No longer does Syracuse’s 33-point home loss to struggling St. John’s last month look like such a fluke.
The Orange proved they really might be that bad on Sunday with another dreadful loss to a rebuilding team.
Syracuse dropped its ACC opener*96-81*at Boston College, a team that hadn’t won a league game since March 10, 2015. The Eagles went 0-18 in the ACC last season and lost at home to the likes of Nicholls State, Hartford and Harvard earlier this year.
Even though season is not yet half over, it’s not too early to wonder if Syracuse’s NCAA tournament hopes are already beginning to fade away. The Orange (8-6, 0-1) have yet to beat a power-conference opponent and four of their six losses have come against teams outside the KenPom top 50.

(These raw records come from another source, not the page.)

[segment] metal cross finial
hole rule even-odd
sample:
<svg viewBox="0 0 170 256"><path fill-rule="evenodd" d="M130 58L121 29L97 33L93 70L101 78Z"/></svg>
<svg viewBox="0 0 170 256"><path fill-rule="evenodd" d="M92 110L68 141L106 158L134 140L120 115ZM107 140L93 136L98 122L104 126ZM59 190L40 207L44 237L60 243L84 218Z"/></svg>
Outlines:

The ACC affords plenty of chances for quality wins, but the conference can also bury a slumping team quickly too. Syracuse has two games against Louisville remaining as well as single games against Duke, North Carolina, Virginia, Notre Dame, Virginia Tech and Florida State, each of whom will likely be in next week’s AP Top 25.
Erratic point guard play, poor defensive rebounding and a lack of interior scoring have been Syracuse’s biggest issues so far this year, but it was abysmal defense that was the Orange’s undoing Sunday.
Boston College’s turnover-prone, rebound-adverse offense entered the day 231st nationally in points per possession, but the one thing the guard-heavy Eagles do well is shoot from the perimeter. That proved to be a perfect formula against a Syracuse 2-3 zone that failed to identify shooters, let alone consistently close out on them.
The Eagles*shredded the Orange from behind the arc as freshman guard Ky Bowman sank 7 of 8 threes and Jerome Robinson, A.J. Turner and Jordan Chatman combined for nine more. The barrage of jump shots got so bad that Jim Boeheim abandoned the zone late in the second half in favor of man-to-man.
“That was just desperation,” Boeheim told reporters in Boston on Sunday. “We cannot play man-to-man. We can’t press, either.
“It doesn’t matter who we play. We’re not stopping anybody. We’ve outscored a couple of teams that were decent, but we haven’t stopped them either. We haven’t had a good defensive effort against anybody that’s any good, and now we’ve played 14 games. If our defense wasn’t going to get any better by now, it’s a long shot that it’s going to get any better.”
It would have taken a highly efficient offensive performance from Syracuse to keep pace, but to say the least that didn’t materialize.
Poor point guard play from Franklin Howard once again bogged down Syracuse’s attack.*The typically hot-shooting Orange sank a modest 6 of 20 threes. Their only consistent interior offense came on second-chance opportunities.
The play that epitomized Syracuse’s struggles came with just under four minutes left in the first half when Tyler Lydon anticipated a lob pass intended for Robinson and tipped it away from the Boston College wing.
The ball went straight into the basket, another deflating moment in a season full of them so far for Syracuse.